The Chinese Academy of Sciences’ Suzhou Institute of Biomedical Engineering and Technology recently reported that the DMDRMR/miR-378a-5p/ DAB2IP axis enhances angiogenesis and sunitinib resistance, suggesting that it could be used as a diagnostic, prognostic, and therapeutic goal for patients with clear cell renal cell carcinoma (ccRCC).
These findings complement and expand on their past work.
ccRCCs are a common kind of RCC that are known for being extremely angiogenic and vascularized. Certain essential genes, such as the Hippel-Lindau tumor suppressor gene, are frequently altered in RCC, resulting in aberrant activation of downstream proteins and signaling pathways and neovascularization, encouraging tumorigenesis, progression, and metastasis.

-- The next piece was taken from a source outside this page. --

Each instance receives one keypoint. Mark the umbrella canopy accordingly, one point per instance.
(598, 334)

As a result, for patients with severe RCC, targeted angiogenesis inhibitors like sunitinib and sorafenib have been employed as first-line treatments. The majority of patients, however, gain medication resistance to the angiogenesis therapy. As a result, a better knowledge of tumor angiogenesis in ccRCC is essential.
The greatest vascular growth factor in promoting tumor angiogenesis is vascular endothelial cell growth factor A (VEGFA), a member of the VEGF family. VEGFA, which stimulates endothelial cell differentiation, proliferation, migration, and angiogenesis by attaching to its major receptor VEGFR2, is highly expressed in tumor cells. As a result, the VEGFA/VEGFR2 signaling pathways are important in tumor angiogenesis.

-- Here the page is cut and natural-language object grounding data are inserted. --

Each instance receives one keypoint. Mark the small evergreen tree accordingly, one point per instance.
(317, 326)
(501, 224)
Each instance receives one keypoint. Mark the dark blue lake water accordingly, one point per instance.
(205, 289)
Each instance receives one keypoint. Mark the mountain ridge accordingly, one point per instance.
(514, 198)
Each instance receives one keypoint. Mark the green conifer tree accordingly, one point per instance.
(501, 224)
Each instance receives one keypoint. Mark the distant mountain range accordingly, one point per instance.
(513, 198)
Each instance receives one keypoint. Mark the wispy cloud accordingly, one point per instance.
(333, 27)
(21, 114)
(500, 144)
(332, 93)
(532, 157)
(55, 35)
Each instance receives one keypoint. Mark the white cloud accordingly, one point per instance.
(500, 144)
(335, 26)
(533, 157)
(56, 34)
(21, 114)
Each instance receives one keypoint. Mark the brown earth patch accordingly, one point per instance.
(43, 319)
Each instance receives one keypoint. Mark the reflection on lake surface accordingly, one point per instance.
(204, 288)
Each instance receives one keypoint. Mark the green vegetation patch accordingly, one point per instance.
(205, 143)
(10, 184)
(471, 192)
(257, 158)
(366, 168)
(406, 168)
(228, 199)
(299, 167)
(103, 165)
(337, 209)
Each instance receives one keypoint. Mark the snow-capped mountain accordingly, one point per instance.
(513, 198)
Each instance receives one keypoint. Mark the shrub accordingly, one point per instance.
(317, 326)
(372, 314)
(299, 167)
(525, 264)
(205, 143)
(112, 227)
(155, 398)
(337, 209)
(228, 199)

Last year, the scientists found that a long non-coding RNA known as DNA methylation-deregulated and RNA m6A reader-cooperating lncRNA (DMDRMR) acts as a cofactor for insulin-like growth factor 2 mRNA-binding protein 3 (IGF2BP3), allowing it to stabilize target genes in an m6A-dependent manner, and therefore plays important oncogenic roles in ccRCC.
They also discovered that DMDRMR enhances VEGFA expression and affects angiogenesis-related biological processes, but that these actions are autonomous of its binding protein IGF2BP3. As a result, a modern research question has arisen: does DMDRMR stimulate neovascularization in ccRCC, and if so, how?
The scientists concluded that DMDRMR acts as a miR-378a-5p sponge, increasing the expression of the enhancer of zeste homolog 2 (EZH2) and smad ubiquitination regulatory factor 1 (SMURF1), boosting EZH2-mediated transcriptional repression of DOC-2/DAB2 interactive protein (DAB2IP) and SMURF1-mediated degradation of DAB2IP.
As a result, in ccRCC, this axis triggers the VEGFA/VEGFR2 signaling pathway, promoting angiogenesis and tumor cell resistance to sunitinib.
They also discovered that the DMDRMR/miR-378a-5p/IGF2BP3 axis has high expression and a good correlation with ccRCC patients and that the combination of overexpressed DMDRMR and negatively regulated DAB2IP anticipated the poorest overall survival of ccRCC patients, implying that the axis could be a new target for ccRCC patients’ mixture diagnosis/therapy.
These findings could have many clinical implications for developing tailored therapy for patients with ccRCC in the coming years.
Source:
Journal reference:
Zhu, Y., et al. (2022) DMDRMR promotes angiogenesis via antagonizing DAB2IP in clear cell renal cell carcinoma. Cell Death & Disease. doi.org/10.1038/s41419-022-04898-3.